La foule s’apitoie devant les trois enfants, et aussi les bourreaux : « Voyons Vous n’allez pas vous faire tuer ! Renoncez à votre Dieu Nous vous relâcherons aussitôt »
Les trois garçons, pour toute réponse, chantent à tue-tête le Notre Père.
Bravo !
Maintenant, voilà tous les détenus sur des chariots. On les promène à travers la ville, puis dans toutes les cités du sud, comme pour dire aux chrétiens : « Voyez ce qui vous attend ! »
Les enfants chantent toujours !
« Toi du moins, dit le bourreau à Louis, le plus jeune, va-t-en ! Tu es trop petit ! Nous ne voulons pas de toi ; » mais Louis reste.

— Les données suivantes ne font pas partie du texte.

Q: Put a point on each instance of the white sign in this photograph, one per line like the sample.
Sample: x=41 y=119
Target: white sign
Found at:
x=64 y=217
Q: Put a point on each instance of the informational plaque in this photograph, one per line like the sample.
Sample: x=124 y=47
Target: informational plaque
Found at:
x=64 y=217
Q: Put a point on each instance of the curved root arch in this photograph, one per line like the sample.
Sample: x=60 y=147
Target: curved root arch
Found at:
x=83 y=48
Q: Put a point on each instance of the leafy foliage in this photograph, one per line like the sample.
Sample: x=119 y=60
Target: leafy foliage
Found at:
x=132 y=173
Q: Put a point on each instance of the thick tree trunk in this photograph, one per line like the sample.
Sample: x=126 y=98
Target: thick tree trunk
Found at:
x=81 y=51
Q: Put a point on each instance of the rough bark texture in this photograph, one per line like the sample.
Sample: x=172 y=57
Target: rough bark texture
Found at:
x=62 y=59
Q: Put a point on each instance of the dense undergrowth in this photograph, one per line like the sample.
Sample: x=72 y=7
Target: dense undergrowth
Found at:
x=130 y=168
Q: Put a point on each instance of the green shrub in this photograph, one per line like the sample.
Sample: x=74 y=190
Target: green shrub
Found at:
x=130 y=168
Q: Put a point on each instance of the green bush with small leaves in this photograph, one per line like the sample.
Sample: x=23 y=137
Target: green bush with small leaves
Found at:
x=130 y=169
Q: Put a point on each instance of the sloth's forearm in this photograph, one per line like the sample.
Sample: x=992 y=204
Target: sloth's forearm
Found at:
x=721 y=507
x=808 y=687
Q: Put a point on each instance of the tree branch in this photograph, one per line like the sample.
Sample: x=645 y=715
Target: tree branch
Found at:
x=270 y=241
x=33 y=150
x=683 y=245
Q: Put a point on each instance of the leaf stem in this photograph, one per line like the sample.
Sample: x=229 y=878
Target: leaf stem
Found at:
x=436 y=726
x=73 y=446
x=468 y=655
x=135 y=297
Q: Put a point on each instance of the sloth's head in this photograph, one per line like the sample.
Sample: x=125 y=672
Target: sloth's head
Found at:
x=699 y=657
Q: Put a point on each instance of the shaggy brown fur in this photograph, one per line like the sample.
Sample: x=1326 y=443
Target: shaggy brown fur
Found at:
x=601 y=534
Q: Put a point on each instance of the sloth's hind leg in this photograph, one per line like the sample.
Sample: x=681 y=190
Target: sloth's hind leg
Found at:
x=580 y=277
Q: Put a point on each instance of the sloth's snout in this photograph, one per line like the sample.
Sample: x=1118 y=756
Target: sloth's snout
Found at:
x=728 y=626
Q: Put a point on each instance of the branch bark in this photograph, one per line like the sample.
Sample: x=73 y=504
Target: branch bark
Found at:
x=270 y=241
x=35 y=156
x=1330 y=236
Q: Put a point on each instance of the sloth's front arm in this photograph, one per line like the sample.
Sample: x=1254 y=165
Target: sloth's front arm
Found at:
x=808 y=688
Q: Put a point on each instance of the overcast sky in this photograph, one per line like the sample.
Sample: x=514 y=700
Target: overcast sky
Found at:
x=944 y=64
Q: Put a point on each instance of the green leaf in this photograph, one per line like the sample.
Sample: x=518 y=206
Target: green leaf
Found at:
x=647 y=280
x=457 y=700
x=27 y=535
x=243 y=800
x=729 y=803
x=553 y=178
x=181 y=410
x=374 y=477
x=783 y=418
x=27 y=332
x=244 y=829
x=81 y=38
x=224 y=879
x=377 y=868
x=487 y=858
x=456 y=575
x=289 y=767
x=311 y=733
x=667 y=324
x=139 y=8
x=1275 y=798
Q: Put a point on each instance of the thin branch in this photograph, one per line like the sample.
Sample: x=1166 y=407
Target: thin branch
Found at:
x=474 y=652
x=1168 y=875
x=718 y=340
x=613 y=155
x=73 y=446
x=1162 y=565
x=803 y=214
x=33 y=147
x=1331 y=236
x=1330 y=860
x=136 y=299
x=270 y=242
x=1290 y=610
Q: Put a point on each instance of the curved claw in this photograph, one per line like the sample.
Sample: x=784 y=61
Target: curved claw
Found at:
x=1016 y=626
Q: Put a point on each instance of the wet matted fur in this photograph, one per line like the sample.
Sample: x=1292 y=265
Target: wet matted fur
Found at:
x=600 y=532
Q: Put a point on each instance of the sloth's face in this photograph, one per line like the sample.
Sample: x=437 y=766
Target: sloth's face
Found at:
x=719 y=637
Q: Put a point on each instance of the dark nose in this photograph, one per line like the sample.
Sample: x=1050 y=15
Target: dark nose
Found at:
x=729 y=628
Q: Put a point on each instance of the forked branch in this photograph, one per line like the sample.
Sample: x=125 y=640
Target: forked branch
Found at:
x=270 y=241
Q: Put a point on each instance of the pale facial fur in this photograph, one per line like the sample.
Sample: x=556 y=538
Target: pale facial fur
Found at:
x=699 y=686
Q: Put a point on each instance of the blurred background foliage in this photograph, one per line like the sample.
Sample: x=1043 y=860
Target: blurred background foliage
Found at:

Bien sûr, il pourrait partir sans renier son Dieu, puisque, cette fois, la liberté lui est offerte sans condition, mais il se doute que les païens diront ensuite bien haut qu’il a renié sa foi. Et puis, quel scandale pour les chrétiens qui pourraient s’y tromper ! Lui, un renégat ?… Trois fois non !!! Il préfère rester avec ses camarades.
Maintenant, c’est au trio que l’on propose la liberté. La nuit, leurs liens sont desserrés ; la porte de leur prison reste ouverte, Dehors, c’est la vie sauve, le pain… et les trois garçons ne bougent pas. Ils mourront plutôt que de laisser croire aux païens et aux chrétiens qu’ils ont trahi le Christ ! Quels cœurs vaillants n’est-ce pas !
La promenade à travers le sud continue. Il fait froid, il pleut… rien à manger… Défense aux chrétiens massés sur le parcours, d’offrir aux condamnés quoi que ce soit. Imitant Véronique au chemin de la croix, quelques intrépides brisent le cordon des soldats et donnent aux malheureux des vêtements, des vivres. Deux sont pris. Désormais, ils seront vingt-six au lieu de vingt-quatre, sur les charrettes.